To be metal or not to be, ’tis the question. We are speaking about the début full-length album Realms of the (almost) one-woman show Darkher aka Jayn H. Wissenberg. And it is – at first – a difficult proposition.
Just to find yourself later in a doomish soundscape that clearly smacks of metal, apart from the airy, atmospheric, almost folk-laden look and feel this album presents to you. I cannot but be reminded of Myrkur and their latest album M or the weary wails of Loreena McKennitt, both dwelling in the ethereal realm, same as this one. Of course, the genres for the former and the latter are totally different. Realms features no screams or other kinds of growls, whilst Myrkur’s album definitely does.
Precision is the landmark on Realms!
You have got to admire the way the tracks are structured. Every instrument is thoughtfully placed, no note played on a whim. Wissenberg‘s vocal style perfectly adapts to the instrumentals, chiming in with the right timbre. And always with the right timing.
Where other bands overload the ears of the listener with a gazillion of instruments and sounds (because they can), Realms sports this almost minimalistic and purist approach when using instruments. The plain, but again very precise use of drums is very fitting to the overall soundscape. I found myself in a black room in shades of gray, looking out into a lightning-riddled, stormy and desolate countryside.
The almost hypnotic nature of the tracks pulls you into something of a doom-laden daydream that is difficult to escape. That said, focusing on individual tracks gets cumbersome after a while. I would thus recommend listening to the album as a whole.
Now, why do I say this is doom?
The style already becomes manifest shortly after the start of the album, where you cruise along the dark riffs already visited by folks like Draconian or My Dying Bride. It is, however, difficult to pose the album in such a corner, as the tunes will surpass the somewhat simplistic style trap and take you beyond into yonder foggy moors.
And the tracks?
Not all is totally groovy. For example, the intro Spirit Walker is – well – exactly a waste of space. It ain’t walking nowhere. The record starts to improve with the second offering. Hollow Veil gets you into the groove of Doom, and this is actually the merit of this track.
The astonishing part of the album starts with Moths. This is where the power and beauty of Realms really unfolds. It is one of the tracks that I cannot get enough of. Starting with crystal clear steel-string guitar, with Wissenberg‘s crisp lyrics, it displays a subtle progression that is capturing.
I also like the somewhat frugal war horns that display at the beginning of Wars. Then supplemented with a smattering of drums, just to follow through with ethereal singing. The latter two tracks are without doubt the filet-piece of the album.
The record then dips deep underwater – kind of a mid-point weakness – for a whopping three tracks.
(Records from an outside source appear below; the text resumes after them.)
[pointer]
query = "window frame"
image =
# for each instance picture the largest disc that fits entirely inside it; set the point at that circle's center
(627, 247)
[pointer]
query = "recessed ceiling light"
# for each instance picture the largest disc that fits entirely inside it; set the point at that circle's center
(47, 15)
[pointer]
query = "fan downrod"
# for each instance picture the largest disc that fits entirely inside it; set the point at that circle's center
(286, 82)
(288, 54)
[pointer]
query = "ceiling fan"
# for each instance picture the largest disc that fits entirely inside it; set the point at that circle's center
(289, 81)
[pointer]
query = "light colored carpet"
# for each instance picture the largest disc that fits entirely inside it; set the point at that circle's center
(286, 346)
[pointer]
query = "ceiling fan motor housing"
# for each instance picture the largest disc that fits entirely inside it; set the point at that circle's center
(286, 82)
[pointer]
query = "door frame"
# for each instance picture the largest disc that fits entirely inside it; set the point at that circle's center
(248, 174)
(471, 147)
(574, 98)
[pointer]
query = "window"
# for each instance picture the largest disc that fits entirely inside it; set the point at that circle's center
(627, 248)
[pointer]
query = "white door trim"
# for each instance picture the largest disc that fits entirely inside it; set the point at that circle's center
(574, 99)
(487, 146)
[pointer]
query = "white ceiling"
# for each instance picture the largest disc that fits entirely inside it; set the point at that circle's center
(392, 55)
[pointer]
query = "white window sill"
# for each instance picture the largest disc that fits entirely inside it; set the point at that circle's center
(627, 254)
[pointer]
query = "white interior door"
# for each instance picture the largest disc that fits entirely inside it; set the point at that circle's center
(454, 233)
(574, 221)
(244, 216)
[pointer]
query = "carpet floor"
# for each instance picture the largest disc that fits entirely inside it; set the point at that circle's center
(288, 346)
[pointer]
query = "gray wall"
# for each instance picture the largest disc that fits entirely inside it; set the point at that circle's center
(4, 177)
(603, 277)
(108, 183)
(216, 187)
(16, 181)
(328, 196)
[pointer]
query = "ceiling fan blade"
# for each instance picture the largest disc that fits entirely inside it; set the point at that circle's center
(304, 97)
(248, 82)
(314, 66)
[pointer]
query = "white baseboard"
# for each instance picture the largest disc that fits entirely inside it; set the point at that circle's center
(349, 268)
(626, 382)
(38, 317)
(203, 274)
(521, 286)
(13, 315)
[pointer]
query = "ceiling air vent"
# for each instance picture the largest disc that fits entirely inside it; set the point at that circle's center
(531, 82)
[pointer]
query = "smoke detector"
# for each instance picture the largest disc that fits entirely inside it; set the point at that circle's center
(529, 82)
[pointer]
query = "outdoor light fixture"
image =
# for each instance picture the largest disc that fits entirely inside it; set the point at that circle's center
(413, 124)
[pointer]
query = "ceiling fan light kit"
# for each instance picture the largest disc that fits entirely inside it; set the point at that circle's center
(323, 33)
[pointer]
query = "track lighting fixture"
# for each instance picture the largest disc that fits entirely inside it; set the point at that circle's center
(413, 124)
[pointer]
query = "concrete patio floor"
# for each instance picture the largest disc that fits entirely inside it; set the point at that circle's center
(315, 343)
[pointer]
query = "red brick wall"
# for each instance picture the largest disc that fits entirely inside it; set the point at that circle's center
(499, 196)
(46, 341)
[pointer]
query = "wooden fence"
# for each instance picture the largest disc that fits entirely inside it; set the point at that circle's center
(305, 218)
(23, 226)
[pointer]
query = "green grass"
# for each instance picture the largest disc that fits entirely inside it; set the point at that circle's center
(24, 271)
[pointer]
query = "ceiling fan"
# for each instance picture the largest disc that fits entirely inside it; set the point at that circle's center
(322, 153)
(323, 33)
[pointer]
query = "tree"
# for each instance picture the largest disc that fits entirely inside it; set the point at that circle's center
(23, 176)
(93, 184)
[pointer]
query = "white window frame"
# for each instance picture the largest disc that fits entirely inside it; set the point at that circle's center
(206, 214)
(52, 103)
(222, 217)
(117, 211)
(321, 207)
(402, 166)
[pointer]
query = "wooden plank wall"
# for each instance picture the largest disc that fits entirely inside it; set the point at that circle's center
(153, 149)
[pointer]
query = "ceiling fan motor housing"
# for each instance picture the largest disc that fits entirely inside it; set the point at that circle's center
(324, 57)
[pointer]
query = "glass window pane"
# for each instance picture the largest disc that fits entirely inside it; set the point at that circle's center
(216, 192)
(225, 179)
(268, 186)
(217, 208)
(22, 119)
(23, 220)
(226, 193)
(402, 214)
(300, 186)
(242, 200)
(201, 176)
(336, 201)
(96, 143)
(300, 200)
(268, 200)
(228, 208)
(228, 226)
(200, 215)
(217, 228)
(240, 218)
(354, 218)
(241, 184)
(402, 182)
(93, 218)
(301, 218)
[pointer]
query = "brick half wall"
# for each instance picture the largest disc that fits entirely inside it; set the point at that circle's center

And this IS a pity, given that they only got 9 main tracks to choose from. Luckily, the album picks up some juice later with the two last tracks Foregone and Lament. And these two display some of the bite that we should have seen earlier, but didn’t. Specifically the former is noteworthy in this limited tracklist.
In the end?
In my humble opinion, metal is the frame and doom is the game. It will get the badge too. The guitar is crisply played and has this metal tinge to it. Darkher created a piece of work with Realms that has this almost appalling ability to generate these dreary landscapes in your brain.
No fire in the hearth will make this impression go away, and you will still feel the cold. Only the end of the album can. This ability to create doom-laden soundscapes is one of her greatest strengths. Just look a the album cover with the blackened female in the midst of some dreary landscape.
After a while, however, I got somewhat upset with the record, though. Subtle separation of the tracks is not the strongest suit on Realms. Things have this tendency to psychedelically intermingle, creating more of the same all over again as we near the end of the album. This serves you with this doomy morass that is difficult to dissect and really enjoy.
So, I am torn.
Technically outstanding, clear, crisp, structurally sound, and VERY doom, the album fails to deliver on that emotional, visceral level that cannot easily be explained. It leaves me cold, but not cold because of emotion (or a lack thereof). Cold, because it does not really connect, as others could.
Does this turn Realms into a bad album?
No, it is still good and indisputably a commendable effort. The talent is at the forefront, the excellent soundscapes are there. Great execution exists too. In other words, the good by far outweighs the bad and the ugly. That said, you will find a lot of potentials still to grow and improve. And we want more of the (improved) same.
Come in anytime. I’ll be watching.
Ed’s note: The album got itself an honorable mention on the 2016 Top 10 Records. Well done.